The 2 employees, who weren’t suspects, worked during the day and were not told about the camera as it was feared that they would gossip about it.
The camera was only activated at night. They discovered the camera and sued for invasion of privacy, arguing that the camera itself invaded their privacy and that they had a reasonable expectation of privacy.
The court found that an employee’s privacy expectations depend on the circumstances. They are different if one works in an open area rather than in an office.
The court determined that the employees did have a reasonable expectation of privacy, that video cameras are particularly problematic and that the fact that no notice was given was troubling.
However, the court reasoned, this intrusion into privacy was justified for business reasons.

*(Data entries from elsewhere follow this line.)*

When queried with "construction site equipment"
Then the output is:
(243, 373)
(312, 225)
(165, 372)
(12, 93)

Additionally it was very restricted, with cameras activated after hours, pointed only at the work station, used for a short period of time, and with the knowledge of only a few people. Given that the employer operated a residential facility for abused and neglected children also weighed on the court’s decision. [Hernandez v. Hillsides]
This case provides some good reminders for employers including:
- Privacy law is complicated and evolving. Contact an attorney before you start taping or monitoring employees.
- Employees do have expectations of privacy, although, in some instances they can be limited.
- The best practice is to notify employees of any surveillance. Requiring a signed acknowledgement isn’t a bad idea either. Such a document reduces or negates an employee’s privacy expectations.
- Employers should use the least invasive type of monitoring possible.
- Sound business justification is necessary.
Develop some solid policies before undertaking any surveillance.